宮野真守 神山智洋を見て「俺ニセモノだった」としょんぼり&ライバル心!古田新太2人褒める

宮野真守 神山智洋を見て「俺ニセモノだった」としょんぼり&ライバル心!古田新太2人褒める1

(撮影:水華舞 (C)エッジライン/ニュースラウンジ)

 俳優・宮野真守が6月11日に東京・台場のEX THEATER ARIAKEで主演の2026年劇団☆新感線46周年興行・夏公演 SHINKANSEN☆RSP 怪奇骨董音楽劇『アケチコ!~蒸気の黒ダイヤ、あるいは狂気の島~』(演出:いのうえひでのり)取材会を『WEST.』神山智洋、俳優・古田新太とともに開催した。

 物語の舞台は、大正浪漫を感じる時代設定と江戸川乱歩が描いたようなほの暗い匂いが漂うスチームパンクの世界。登場するのは2人の探偵とそれを取り巻く一癖も二癖もある変な人物たち……と深まる謎《ミステリー》。
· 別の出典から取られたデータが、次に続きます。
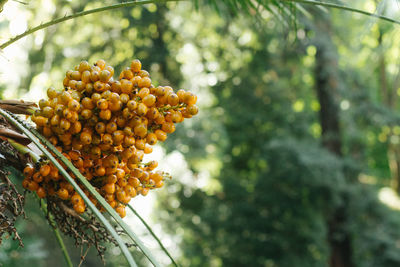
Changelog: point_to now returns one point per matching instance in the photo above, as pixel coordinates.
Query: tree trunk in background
(326, 84)
(389, 99)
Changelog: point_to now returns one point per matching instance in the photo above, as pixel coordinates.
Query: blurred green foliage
(259, 188)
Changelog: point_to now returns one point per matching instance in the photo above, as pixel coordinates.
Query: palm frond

これまでの新感線とは一風変わったアングラの色も滲ませつつ、“Rシリーズ”ならではの生バンドの演奏で、歌あり、踊りあり、アクションありのドタバタ音楽活劇ミステリー。

 明日に初日を控え、宮野は、「とっても緊張しております。でも、ついに開演するんだなというふうに思うと非常に楽しみで仕方がない気持ちもあるんです。カンパニー一丸となって作ってきて、今回の話はテクニカルな部分で複雑なことが多いので、なんとかかんとかみんなで力を合わせて知恵を出し合って、面白いものを作ってきたつもりなので、お客さんに楽しんでもらえるものになっていればいいなというふうに思っております」と心境を。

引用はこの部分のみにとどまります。